West and his counterparts at SAP have implemented a biometric measurement program with the sailors, each of them wearing at all times offshore a Garmin Forerunner watch with an optic heartrate sensor.
“The biggest challenge was finding a device that is wearable the entire time they’re offshore,” say West. They tried chest straps, which provided good data, but was not ideal for the sailors. A wearable wrist device was the solution. A custom app on the Forerunner records heart-rate data every second while on deck and when the sailor goes below the unit automatically uploads the data to an encased Raspberry Pi. The Internet of Things computes sleep, caloric burn and provides athlete-specific, real-time data to the sailors themselves. Think of it as a personal wellness dashboard.
After a leg finish, SAP developers extract the data for a deeper dive, allowing the team to eventually compare and overlay sailor data over yacht data. “We are able to find trends that have never been seen,” says West. “The first couple of legs, simply capturing the data was a huge milestone. As far as we know, no one had gotten as much quality data offshore. The boat is its own environment and the humans act differently to it. Now we can take the environment and better understand how it will affect the sailors — before it happens.”
During a 21-day leg they can collect more than 18,000 (averaged) data points, allowing West to extrapolate daily caloric burn and individual sleep patterns. “The sailors can burn as many as 6,000 calories per day, so the more we can do to help them eat more efficiently, we can keep them at their optimum,” says West.
Disruptive sleep patterns take a toll on a sailor’s efficiency too. It’s the mental drain and the fog of four-hour watch rotations that slow maneuvers and inhibit rational decision making. Not surprisingly, West’s biometric analytics has revealed new understandings about off-watch efficiencies and what’s effecting sleep. “A lot of it is environmental,” he says.
Brad Farrand, AkzoNobel’s bowman, oversees the system on board the raceboat, and he too has a better understanding of his own traits. “I’ve learned much more about how many calories I’m actually burning and how environmental things effect sleep. For example, some bunks have more daylight than others and some guys don’t mind the light during the middle of the day, but others do.”
There are six different bunks, he adds, and each is unique when it comes to the movement of the boat.
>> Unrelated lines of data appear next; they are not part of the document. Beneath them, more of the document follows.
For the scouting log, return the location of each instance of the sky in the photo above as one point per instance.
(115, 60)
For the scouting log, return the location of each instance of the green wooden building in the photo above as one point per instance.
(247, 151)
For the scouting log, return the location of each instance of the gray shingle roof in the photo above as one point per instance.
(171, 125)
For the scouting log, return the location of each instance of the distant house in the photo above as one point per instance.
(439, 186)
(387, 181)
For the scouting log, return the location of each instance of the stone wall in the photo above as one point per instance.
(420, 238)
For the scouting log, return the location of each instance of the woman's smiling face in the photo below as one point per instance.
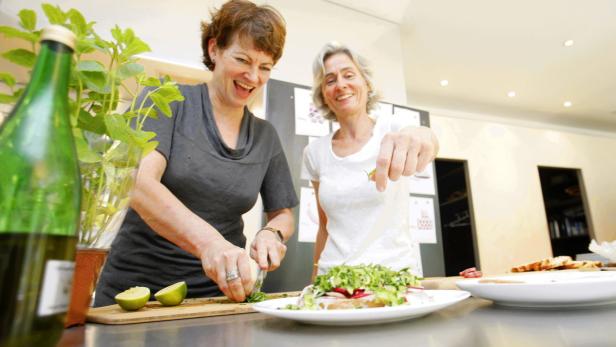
(344, 88)
(240, 70)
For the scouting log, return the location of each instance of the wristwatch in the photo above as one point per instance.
(275, 231)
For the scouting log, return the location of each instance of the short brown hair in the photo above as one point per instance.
(263, 24)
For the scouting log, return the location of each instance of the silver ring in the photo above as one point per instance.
(232, 275)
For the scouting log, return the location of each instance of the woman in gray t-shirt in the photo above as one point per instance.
(213, 159)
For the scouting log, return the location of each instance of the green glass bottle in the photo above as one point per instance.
(40, 194)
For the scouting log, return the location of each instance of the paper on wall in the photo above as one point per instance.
(423, 224)
(414, 116)
(308, 120)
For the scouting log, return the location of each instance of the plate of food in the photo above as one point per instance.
(360, 295)
(547, 289)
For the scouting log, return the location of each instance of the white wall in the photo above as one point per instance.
(503, 156)
(172, 29)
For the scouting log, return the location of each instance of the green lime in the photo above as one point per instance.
(133, 298)
(172, 295)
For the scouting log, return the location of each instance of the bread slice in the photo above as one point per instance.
(544, 264)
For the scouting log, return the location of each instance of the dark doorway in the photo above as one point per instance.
(456, 216)
(565, 210)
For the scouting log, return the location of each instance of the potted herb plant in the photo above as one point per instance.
(107, 116)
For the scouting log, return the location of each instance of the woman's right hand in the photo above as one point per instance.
(228, 266)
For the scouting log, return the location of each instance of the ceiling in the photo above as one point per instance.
(487, 48)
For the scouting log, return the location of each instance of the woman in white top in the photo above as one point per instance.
(361, 222)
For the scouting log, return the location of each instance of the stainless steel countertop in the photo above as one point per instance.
(473, 322)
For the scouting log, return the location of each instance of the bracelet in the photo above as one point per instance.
(275, 231)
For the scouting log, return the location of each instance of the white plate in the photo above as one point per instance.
(548, 289)
(417, 306)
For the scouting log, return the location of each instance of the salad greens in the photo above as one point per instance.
(386, 286)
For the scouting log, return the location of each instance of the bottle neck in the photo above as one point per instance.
(52, 71)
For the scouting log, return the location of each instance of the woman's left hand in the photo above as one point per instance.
(404, 153)
(267, 245)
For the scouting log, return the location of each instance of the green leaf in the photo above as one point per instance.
(8, 98)
(118, 129)
(129, 70)
(161, 103)
(151, 82)
(170, 93)
(78, 22)
(136, 46)
(116, 33)
(27, 19)
(129, 35)
(142, 137)
(90, 65)
(95, 124)
(20, 56)
(85, 46)
(84, 152)
(96, 81)
(149, 147)
(8, 79)
(10, 32)
(54, 14)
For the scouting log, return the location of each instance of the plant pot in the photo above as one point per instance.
(88, 264)
(108, 171)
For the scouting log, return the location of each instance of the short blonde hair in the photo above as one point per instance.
(318, 74)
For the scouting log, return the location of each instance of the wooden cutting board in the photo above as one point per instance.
(190, 308)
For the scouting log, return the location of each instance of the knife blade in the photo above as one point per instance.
(259, 282)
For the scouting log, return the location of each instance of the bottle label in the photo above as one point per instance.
(56, 290)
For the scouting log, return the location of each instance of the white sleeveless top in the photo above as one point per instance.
(365, 226)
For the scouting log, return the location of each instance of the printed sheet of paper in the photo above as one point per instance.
(423, 182)
(423, 224)
(308, 120)
(308, 216)
(414, 116)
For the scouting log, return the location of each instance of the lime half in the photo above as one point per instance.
(133, 298)
(172, 295)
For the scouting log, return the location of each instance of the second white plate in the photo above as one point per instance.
(547, 289)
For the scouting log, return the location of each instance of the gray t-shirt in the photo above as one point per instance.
(217, 183)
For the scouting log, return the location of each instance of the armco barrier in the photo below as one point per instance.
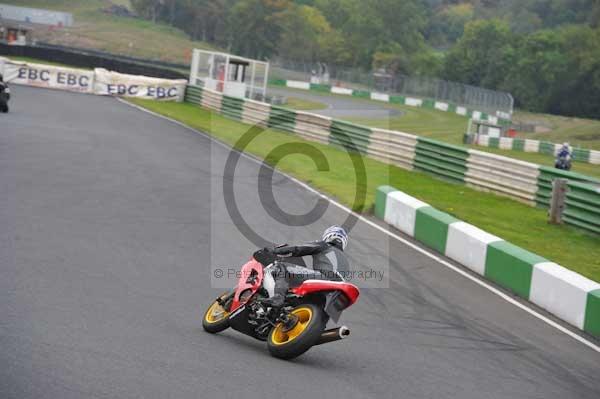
(523, 181)
(490, 172)
(547, 175)
(394, 99)
(527, 145)
(566, 294)
(440, 159)
(583, 206)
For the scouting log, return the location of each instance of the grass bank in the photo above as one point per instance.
(95, 29)
(513, 221)
(450, 128)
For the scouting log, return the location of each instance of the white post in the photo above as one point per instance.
(252, 85)
(265, 82)
(194, 66)
(226, 72)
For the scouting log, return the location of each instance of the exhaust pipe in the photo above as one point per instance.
(335, 334)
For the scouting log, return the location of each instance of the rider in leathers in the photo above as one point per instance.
(4, 95)
(329, 263)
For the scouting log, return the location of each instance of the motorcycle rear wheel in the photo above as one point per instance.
(216, 318)
(288, 342)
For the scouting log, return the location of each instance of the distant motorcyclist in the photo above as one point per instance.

Heel angle, light, and even temperature make a big difference, says Farrand, who finds more restorative sleep from different bunks in different phases of the race. Modeling bunk preference is another tool, says West, that could make a significant impact as the sailors transition through time zones during the course of a leg.
“We’re on the cusp of — by next race — where with predictive modeling in the weather briefing in pre-leg we could be able to apply a human effect side as well,” says West. “Predicting which areas are most stressful on the crew.”
This is where the data modelers at SAP are working their magic, he says. “The more predictive we get the better we can start to look forward down the race track, applying the weather model, what the conditions will be, how they affect the sailors and how can they better adapt.”
What’s next? Perhaps integrating neurological elements to predict fatigue before it sets in, monitoring glucose levels, nutrient timing, hydration, status and many more. “Just like the yachts today have sensors all over the place, and you can see trend lines,” says West, “we could interpret how decisions are made and their outcomes based on diet and sleep.”